Induction of spz is required in larval haemocytes. (A) Targeting a hairpin construct against spz in haemocytes resulted in the reduction of drs expression levels following infection with M. luteus. A further reduction was observed when hairpin expression was combined with a heterozygous recessive mutant background for spz [spz(i)/rm7] at 25°C or two copies of the hairpin and driver construct [spz(i)/spz(i)] reared at 29°C throughout postembryonic development. Expression of UAS-spz(i) in the fat body [fb; spz(i)] through the lsp2-GAL4 line did not influence drs expression levels. Wild-type levels of drs induction were measured by infecting the GAL4 driver line on its own (hml). Because a short-lived AMP activation occurs through wounding, this was measured by injection of phosphate-buffered saline (buffer). Mean values ± s.d. from three independent experiments are presented. Expression of drs was measured 12 hours following infection. Note that induction of dipt (measured 6 hours following E. coli infection) was not affected by the spz knockdown. (B) To support the above findings we measured activation of spz transcription following infection. This was done by using quantitative real-time PCR following infection with M. luteus. We found that spz was predominantly induced in haemocytes and that this infection-dependent activation was severely reduced using a UAS-RNAi construct expressed in haemocytes (hml-GAL4). (C) A tagged version of spz (spz^tag) was used to explore the potential function of spz as a signal relayed from blood cells to fat body. Western blots of larval haemolymph showed a clear identification of the Spz^tag band expressed through hml-GAL4. The quantities loaded for each lane were 5 μg for the Anti-V5 lanes and 10 μg for anti-FLAG and anti-FLAG (+RNAi) lanes, respectively. Concomitant expression of a UAS-spzRNAi transgene with the UAS-spz^tag (anti-FLAG +RNAi lane) sufficiently silenced the latter at the protein level. N, non-reduced samples; R, reduced samples.
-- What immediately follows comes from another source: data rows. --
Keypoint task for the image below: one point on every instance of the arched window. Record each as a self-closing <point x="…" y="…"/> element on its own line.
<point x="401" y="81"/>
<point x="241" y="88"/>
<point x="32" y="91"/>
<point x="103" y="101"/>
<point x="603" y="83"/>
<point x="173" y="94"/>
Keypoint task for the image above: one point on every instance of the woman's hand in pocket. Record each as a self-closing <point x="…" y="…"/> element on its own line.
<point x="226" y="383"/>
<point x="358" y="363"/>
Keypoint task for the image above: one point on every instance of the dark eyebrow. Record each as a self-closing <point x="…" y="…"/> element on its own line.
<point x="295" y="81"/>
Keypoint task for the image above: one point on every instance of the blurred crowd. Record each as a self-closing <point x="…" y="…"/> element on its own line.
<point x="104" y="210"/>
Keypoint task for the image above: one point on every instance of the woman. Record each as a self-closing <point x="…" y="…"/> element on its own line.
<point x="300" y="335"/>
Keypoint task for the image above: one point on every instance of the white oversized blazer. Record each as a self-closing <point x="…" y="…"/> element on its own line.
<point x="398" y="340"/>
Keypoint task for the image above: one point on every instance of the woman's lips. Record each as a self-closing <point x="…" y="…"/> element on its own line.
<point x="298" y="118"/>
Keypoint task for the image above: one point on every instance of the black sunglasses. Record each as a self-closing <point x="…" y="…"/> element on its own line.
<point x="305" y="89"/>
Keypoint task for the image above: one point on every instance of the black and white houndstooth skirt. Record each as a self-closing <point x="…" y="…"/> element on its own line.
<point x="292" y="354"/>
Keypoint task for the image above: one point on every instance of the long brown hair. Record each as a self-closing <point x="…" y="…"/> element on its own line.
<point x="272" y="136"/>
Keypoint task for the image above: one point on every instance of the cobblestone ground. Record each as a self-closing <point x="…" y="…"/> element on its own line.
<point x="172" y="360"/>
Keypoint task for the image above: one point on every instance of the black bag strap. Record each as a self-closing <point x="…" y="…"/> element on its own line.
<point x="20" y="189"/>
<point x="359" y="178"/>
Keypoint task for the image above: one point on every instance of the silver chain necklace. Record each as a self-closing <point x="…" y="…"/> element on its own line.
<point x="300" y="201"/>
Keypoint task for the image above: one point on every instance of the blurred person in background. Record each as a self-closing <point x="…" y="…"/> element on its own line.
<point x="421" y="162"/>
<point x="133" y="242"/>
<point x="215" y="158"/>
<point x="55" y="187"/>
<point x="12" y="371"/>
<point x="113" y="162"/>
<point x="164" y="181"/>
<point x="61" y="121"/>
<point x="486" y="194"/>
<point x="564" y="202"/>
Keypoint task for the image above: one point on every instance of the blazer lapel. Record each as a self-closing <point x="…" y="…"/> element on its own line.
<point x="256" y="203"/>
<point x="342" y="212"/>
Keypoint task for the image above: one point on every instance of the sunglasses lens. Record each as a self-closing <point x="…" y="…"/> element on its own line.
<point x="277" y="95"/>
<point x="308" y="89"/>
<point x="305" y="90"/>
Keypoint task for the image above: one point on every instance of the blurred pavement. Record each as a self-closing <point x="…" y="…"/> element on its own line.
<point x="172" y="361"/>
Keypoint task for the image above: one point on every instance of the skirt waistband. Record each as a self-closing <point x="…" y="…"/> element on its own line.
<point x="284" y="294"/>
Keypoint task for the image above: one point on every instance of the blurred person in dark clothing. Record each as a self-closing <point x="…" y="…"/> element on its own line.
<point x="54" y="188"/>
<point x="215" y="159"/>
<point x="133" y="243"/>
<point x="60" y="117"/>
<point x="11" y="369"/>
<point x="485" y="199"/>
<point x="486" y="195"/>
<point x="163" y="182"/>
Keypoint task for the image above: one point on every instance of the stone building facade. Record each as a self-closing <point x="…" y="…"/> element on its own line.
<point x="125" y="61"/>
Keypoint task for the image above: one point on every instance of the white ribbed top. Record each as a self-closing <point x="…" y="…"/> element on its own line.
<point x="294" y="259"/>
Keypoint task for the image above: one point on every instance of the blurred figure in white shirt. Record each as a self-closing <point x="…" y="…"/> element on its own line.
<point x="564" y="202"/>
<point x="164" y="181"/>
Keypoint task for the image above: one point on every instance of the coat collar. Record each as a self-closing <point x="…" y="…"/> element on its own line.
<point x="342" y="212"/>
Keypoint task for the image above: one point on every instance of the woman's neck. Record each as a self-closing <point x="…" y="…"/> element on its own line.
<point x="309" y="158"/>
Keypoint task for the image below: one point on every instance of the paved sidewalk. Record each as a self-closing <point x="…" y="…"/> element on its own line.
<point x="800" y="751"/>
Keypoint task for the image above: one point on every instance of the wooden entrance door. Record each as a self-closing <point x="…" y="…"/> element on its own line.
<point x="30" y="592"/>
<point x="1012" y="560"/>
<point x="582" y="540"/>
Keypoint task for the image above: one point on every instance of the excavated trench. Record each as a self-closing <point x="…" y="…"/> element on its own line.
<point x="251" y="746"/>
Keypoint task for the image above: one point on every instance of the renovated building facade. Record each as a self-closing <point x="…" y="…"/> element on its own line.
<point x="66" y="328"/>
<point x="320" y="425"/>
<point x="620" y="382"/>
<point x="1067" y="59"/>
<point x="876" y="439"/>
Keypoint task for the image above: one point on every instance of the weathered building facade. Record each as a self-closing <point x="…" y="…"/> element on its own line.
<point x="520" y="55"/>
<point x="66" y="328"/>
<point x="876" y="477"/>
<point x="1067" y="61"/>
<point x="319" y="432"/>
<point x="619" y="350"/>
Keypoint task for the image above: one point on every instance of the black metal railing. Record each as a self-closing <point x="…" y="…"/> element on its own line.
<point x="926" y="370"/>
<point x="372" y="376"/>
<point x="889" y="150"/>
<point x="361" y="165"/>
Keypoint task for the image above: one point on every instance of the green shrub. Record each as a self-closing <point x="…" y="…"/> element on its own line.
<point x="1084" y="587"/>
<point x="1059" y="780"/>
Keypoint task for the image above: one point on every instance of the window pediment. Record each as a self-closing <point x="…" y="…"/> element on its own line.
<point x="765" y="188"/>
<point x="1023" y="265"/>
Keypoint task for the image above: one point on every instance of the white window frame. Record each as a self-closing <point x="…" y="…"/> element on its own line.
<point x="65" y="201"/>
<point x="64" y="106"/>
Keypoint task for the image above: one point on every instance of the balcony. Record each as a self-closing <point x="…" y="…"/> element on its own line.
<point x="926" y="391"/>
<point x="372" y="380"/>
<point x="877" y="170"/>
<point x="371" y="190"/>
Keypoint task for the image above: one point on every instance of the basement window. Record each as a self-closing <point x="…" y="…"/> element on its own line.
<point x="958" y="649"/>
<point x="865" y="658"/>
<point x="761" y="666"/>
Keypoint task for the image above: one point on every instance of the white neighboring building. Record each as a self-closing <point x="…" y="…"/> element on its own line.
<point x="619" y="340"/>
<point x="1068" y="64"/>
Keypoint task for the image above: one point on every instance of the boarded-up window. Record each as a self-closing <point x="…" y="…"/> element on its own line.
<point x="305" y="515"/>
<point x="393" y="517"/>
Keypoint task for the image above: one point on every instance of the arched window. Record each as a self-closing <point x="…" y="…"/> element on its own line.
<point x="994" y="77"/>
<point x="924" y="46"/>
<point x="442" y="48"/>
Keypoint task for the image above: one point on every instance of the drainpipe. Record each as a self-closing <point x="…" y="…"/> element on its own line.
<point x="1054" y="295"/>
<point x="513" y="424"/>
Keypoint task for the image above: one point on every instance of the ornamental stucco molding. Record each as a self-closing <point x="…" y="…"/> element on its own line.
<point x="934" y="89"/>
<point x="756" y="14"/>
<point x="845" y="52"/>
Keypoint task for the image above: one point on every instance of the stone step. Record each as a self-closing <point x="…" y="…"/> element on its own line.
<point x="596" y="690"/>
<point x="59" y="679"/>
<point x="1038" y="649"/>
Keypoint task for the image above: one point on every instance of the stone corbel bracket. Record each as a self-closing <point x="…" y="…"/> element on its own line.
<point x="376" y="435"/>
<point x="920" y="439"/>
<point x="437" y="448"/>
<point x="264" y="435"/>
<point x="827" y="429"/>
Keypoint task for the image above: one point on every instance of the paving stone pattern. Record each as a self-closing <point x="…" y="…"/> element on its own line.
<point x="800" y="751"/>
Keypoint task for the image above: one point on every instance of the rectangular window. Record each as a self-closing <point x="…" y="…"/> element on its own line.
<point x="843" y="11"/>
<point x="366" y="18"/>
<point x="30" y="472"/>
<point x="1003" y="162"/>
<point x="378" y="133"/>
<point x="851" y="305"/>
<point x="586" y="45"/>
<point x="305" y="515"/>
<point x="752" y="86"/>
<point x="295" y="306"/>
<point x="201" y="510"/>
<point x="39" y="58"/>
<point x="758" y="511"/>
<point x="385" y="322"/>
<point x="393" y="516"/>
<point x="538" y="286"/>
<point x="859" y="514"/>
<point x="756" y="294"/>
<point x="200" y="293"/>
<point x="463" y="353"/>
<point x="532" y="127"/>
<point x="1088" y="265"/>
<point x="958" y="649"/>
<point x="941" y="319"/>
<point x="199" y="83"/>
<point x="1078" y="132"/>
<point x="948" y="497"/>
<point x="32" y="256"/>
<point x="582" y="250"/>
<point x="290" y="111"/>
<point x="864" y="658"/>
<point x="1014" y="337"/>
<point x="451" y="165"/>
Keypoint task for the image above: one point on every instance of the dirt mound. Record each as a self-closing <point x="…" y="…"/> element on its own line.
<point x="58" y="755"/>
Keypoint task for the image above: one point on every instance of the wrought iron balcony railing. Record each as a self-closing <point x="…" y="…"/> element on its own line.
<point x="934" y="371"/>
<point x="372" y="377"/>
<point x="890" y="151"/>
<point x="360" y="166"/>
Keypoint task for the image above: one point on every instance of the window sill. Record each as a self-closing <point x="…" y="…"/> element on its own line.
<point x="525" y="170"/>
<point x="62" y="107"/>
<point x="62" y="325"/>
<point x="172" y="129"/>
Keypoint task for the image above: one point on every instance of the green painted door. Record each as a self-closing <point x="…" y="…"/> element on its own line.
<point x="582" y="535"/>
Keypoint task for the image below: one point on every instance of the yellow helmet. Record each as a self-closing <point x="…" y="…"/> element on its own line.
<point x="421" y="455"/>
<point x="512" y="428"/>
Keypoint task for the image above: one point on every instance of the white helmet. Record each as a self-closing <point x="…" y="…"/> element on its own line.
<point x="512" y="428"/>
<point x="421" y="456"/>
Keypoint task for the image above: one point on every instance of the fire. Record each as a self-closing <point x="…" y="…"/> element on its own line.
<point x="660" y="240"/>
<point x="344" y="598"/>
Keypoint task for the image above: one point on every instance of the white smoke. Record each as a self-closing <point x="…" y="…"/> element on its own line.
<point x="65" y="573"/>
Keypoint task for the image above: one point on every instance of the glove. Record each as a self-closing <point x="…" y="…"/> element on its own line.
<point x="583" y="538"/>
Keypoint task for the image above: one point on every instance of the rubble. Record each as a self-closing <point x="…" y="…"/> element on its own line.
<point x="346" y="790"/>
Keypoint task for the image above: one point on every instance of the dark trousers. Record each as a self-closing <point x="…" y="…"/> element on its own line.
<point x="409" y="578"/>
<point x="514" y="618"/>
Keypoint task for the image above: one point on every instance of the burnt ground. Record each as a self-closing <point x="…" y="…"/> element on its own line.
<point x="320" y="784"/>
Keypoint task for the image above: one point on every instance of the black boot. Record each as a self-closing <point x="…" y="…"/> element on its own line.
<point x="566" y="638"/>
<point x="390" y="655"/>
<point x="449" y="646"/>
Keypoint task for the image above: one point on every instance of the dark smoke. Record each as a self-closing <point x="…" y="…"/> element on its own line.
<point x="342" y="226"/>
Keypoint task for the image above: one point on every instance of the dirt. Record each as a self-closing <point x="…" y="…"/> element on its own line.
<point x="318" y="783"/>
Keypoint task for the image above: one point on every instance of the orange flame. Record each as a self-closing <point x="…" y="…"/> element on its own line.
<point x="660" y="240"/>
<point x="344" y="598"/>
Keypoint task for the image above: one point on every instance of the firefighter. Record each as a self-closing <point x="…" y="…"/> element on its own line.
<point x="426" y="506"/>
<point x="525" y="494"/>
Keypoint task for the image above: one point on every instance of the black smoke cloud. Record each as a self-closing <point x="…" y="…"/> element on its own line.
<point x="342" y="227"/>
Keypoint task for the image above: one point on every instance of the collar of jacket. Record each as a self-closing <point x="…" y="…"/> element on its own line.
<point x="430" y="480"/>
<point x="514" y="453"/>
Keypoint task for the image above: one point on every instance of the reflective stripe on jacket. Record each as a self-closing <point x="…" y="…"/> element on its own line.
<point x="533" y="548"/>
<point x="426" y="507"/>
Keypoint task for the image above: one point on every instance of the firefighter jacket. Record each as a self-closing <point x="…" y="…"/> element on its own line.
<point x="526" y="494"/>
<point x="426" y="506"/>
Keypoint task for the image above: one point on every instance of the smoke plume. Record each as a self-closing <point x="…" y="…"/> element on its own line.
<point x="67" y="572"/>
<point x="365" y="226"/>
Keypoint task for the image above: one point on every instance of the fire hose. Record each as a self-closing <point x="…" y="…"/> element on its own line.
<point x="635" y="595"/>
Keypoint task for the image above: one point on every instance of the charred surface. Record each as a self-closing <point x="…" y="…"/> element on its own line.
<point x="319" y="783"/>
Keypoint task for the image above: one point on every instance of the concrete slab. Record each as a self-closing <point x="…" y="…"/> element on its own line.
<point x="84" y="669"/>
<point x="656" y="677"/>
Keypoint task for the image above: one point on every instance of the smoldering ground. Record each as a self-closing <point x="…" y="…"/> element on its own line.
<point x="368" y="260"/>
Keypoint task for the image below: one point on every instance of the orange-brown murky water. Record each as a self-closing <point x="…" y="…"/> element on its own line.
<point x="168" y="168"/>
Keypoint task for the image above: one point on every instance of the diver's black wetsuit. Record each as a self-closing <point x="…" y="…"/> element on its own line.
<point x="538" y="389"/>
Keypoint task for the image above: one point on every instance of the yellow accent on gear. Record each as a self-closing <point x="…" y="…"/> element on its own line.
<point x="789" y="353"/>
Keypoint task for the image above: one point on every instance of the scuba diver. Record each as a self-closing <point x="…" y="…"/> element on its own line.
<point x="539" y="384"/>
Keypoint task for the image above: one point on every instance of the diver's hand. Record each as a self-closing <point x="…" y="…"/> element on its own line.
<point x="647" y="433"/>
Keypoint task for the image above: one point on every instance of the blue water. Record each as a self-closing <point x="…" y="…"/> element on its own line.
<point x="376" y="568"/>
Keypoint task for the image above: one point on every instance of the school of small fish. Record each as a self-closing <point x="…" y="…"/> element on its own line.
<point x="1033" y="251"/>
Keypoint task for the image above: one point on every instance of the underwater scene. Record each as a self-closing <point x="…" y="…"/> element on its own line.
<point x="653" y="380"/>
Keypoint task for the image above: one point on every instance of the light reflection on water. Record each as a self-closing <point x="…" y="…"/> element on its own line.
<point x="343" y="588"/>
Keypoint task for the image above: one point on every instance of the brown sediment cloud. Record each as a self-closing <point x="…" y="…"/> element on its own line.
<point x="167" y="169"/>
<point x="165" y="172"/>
Concentrations of the antibodies used were 1:10000 for Anti-V5 and 1:500 for Anti-FLAG. (D) Expression of the UAS-spz^tag using the hml-GAL4 in spz-deficient background (spz^rm7) rescued drs induction following infection by septic injury (drs induction assayed by northern blots in whole larvae). Mean values ± s.d. from at least three independent experiments are presented.

Fig. 7.

Expression of Toll10B in larval haemocytes induces drs-GFP in fat body. (A) Expression of UAS-Toll10B using the haemocyte-specific crq-GAL4 (Silva et al., 2007) in axenic conditions of culture induced drs-GFP in both the haemocytes (red arrowheads in magnified larva, left panel) as well as the fat body (right panel; note that the expression was variable but characteristically involved activation at the posterior). (B) Statistical representation of the data, where the number of UAS-Toll10B, drs-GFP; crq-GAL4 larvae expressing GFP in the fat body was significantly reduced when UAS-spzRNAi was included in the configuration. Mean values ± s.d. are from three independent crosses of UAS-Toll10B, drs-GFP with crq-GAL4 in axenic conditions. The total number of third instar larvae observed for each experiment was n1=40, n2=52, n3=67 for UAS-Toll10B, drs-GFP; n1=48, n2=65, n3=70 for UAS-Toll10B, drs-GFP; crq-GAL4 and n1=47, n2=49, n3=59 for UAS-Toll10B, drs-GFP; crq-GAL4/UAS-RNAi. (C) Schematic model for cytokine release in mammals (macrophages) and Drosophila (haemocytes), following an infection. TRL, Toll-like receptor; IL, interleukin; TNF, tumor necrosis factor; IFN, interferon.